We cannot count the days since we came to the island of Paros forty-five years ago in 1977 after three months of island-hopping, searching for an island where we could settle down and make a home. On a blustery November day we disembarked, weary and dishevelled, from the old Paros Express ferry with our two small children; Orla aged 5 and her sister Fiona two. The small town of Parikia opened up before us, almost unfolding its streets like pop-up pictures in a children’s book. We struggled down the gangway carrying our heavy rucksacks and holding tightly onto the hands of our little daughters lest they fall overboard into the waves.
Just to walk through the plateia into the narrow streets was a sort of a déjà vu home coming.
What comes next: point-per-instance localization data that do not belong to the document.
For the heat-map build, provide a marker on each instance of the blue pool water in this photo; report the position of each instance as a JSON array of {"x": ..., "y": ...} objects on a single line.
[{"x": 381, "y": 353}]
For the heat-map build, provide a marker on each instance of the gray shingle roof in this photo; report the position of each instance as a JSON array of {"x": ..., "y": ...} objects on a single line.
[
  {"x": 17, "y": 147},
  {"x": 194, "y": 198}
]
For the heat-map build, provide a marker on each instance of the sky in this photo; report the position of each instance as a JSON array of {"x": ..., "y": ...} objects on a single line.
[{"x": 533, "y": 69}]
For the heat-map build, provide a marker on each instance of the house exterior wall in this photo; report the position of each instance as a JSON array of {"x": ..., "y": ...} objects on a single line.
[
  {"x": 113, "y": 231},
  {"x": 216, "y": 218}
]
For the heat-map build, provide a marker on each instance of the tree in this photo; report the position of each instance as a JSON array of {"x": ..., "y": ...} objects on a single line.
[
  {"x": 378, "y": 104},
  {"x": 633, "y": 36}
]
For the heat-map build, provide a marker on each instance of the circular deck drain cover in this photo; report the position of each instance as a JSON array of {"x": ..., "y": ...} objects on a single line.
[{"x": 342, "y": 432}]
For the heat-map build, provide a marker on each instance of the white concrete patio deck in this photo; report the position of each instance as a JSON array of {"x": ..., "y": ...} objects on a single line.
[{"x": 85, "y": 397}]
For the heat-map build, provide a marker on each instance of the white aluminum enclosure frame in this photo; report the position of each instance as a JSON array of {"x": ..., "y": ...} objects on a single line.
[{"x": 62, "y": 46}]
There was a timeless air about the place, the hours seemed full of potential, here we sensed there would be time to enjoy the douceur de vivre, the pleasure of being alive and creative in a delightful place. We had left Ireland, our home, our families and busy jobs to give ourselves time and space to do just that.
How did you choose Paros of all the Greek islands? So many people asked me that question that I finally decided to write our story. On a Greek Island: was published in Ireland. Since then I have published two novels and many short stories.
Rory’s first poetry collection was written that first winter on Paros. The Sea on Fire was published in 1978 and won the prestigious Patrick Kavanagh Poetry prize. Paros has indeed given us what we were looking for all those years ago in terms of providing inspiration as well as time and space for writing. She has also given us a home from home here in Ysterni to which we return every year. Orla went to school in the proti taxi in the demotikon in Parikia. We celebrated her wedding here in Naousa in 2006. Both our daughters return each year to Paros and luckily their husbands have also fallen in love with the island.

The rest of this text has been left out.